Tips for allocating Job Resources
Cherry-creek currently two types of compute nodes:
cp | 48 "penguin" cherry-creek 2 (Penguin Computing Relion Servers) nodes (2 Intel Xeon E5-2640v3 8 core, 128Gb ram) |
ci | 24 "waterfall" cherry-creek 2 (Intel Servers) nodes (2 Intel Xeon E5-2697v2 12core, 192Gb ram) Please do not specifically request "ci" nodes unless your jobs need the additional memory. |
The "ci" nodes are typically very busy with long running jobs. If you request that your jobs run on them, they may wait a significant amount of time before the "ci" modes will become available.

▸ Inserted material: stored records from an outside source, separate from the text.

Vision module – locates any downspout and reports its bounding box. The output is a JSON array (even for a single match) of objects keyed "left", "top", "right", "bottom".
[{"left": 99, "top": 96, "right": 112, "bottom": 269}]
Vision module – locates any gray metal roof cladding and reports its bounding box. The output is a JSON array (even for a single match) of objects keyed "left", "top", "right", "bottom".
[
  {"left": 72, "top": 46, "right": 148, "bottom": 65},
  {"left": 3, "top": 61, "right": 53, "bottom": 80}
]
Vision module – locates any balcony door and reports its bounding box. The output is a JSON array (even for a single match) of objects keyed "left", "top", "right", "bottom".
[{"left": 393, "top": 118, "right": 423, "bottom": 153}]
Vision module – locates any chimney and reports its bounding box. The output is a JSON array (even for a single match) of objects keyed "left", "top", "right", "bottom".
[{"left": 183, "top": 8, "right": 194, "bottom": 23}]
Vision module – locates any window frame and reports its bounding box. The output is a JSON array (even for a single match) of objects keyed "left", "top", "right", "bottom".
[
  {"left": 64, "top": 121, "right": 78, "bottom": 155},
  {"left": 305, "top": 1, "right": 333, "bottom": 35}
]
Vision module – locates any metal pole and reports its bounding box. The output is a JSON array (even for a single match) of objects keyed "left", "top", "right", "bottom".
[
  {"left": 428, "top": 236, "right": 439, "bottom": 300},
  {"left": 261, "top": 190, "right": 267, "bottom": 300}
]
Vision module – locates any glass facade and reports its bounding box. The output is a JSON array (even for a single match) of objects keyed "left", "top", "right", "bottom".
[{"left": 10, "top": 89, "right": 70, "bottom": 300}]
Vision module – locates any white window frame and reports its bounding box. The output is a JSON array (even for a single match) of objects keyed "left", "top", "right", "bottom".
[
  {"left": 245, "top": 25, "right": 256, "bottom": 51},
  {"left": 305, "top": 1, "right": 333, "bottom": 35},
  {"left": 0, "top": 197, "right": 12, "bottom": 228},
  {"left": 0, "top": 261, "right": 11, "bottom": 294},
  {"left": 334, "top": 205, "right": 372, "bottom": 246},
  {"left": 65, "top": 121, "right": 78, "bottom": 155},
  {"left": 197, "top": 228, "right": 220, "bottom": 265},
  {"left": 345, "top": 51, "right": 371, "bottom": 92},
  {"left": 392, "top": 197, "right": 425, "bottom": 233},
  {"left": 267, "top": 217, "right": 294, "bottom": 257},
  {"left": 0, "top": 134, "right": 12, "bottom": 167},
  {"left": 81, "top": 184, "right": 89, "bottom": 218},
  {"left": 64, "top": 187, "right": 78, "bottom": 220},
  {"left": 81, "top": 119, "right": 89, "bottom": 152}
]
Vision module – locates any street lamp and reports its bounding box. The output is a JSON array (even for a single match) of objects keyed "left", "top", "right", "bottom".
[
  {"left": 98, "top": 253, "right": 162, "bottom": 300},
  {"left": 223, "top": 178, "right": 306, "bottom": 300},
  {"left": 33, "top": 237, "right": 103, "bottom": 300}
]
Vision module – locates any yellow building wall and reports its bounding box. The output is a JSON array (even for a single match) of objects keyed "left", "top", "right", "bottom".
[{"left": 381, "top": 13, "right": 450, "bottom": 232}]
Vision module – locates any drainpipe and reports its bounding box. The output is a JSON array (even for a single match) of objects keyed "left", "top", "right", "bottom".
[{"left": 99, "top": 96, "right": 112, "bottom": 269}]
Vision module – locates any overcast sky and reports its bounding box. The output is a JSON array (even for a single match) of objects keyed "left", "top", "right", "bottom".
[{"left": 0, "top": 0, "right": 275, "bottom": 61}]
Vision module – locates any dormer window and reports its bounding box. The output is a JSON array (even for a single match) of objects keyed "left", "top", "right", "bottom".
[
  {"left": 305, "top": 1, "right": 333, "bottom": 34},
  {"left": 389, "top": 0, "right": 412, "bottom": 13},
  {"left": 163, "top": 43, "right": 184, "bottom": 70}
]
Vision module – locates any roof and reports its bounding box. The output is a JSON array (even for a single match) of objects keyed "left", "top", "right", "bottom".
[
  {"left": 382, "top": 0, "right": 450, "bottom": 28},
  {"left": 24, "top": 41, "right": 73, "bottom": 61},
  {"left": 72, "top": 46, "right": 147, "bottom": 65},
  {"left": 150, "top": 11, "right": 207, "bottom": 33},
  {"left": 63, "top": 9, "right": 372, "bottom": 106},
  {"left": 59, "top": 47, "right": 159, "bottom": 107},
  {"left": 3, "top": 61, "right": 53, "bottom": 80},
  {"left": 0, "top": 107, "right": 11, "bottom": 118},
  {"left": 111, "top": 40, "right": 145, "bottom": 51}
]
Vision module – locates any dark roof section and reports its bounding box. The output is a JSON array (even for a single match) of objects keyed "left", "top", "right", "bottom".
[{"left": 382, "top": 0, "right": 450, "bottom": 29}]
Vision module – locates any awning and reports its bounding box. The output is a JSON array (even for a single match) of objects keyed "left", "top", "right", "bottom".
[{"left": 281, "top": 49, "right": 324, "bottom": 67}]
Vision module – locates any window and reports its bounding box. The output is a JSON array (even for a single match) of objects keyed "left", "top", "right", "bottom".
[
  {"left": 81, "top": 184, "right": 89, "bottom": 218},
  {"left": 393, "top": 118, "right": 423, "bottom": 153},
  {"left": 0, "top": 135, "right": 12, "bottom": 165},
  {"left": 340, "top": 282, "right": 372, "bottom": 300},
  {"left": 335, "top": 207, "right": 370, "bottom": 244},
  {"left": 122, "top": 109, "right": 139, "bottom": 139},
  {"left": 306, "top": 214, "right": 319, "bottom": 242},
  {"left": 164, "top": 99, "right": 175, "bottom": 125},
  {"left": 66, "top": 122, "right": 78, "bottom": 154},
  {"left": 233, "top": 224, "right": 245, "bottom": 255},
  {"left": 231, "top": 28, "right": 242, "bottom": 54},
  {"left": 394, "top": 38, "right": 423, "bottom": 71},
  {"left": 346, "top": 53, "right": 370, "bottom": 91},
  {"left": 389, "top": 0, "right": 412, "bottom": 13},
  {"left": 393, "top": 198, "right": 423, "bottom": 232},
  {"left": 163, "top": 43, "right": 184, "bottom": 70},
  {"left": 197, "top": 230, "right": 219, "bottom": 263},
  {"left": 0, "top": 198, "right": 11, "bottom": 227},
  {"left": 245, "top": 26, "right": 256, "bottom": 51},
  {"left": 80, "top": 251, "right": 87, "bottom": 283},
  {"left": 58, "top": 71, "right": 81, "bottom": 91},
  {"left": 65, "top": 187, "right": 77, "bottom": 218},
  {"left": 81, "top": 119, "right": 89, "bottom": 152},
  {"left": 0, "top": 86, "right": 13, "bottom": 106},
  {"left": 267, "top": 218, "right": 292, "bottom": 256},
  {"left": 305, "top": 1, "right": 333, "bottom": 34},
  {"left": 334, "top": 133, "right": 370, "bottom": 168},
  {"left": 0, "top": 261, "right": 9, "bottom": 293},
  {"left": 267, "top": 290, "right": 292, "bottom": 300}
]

Example resource specifications
The following are commonly used resource allocation parameters:
walltime=# | this is the TOTAL wall time that the job will be allowed to run (format: HH:MM:SS (hours, minutes, seconds)). There are limits placed on different job queues. The normal queue (workq) is limited to 744 hours (approx. 30 days), and the test queue (small) is limited to 15 minutes. |
select=# | this tells PBS/Pro that the following settings are to be applied to this number of separate nodes (known as a "chunk"). |
ncpus=# | specifies the number of # cpu cores to be assigned to this chunk. |
mpiprocs=# | specifies the number of # MPI processes assigned to this chunk. (Normally this is the same as the ncpus value). |
mem=# | specifies the amount of memory (in mb, gb, etc) to be assigned to this chunk. |
cput=# | specifies the amount of cpu time for the chunk (format: HH:MM:SS (hours, minutes, seconds)). A reasonable value for cpu time is the number of mpiprocs*walltime. |
Qlist=string | Specifies the type of node to run on cp,ci are the current choices. |
For example, your MPI job requires 2 chunks of four cpu cores. It also requires 30Gb of memory and you want it to run on a ci node. The resource request would look like:
#PBS -q workq
#PBS -l walltime=24:00:00
#PBS -l select=2:ncpus=4:mpiprocs=4:mem=30gb:cput=96:00:00:Qlist=ci
Also, the system may use as much as 4Gb of ram for the operating system on each node, so do not allocate more than 124Gb on the cp nodes, or 188Gb for the ci nodes. If you instruct PBS that you need more memory than is available the job will sit in a queue until a node with sufficient memory is available (which may never happen).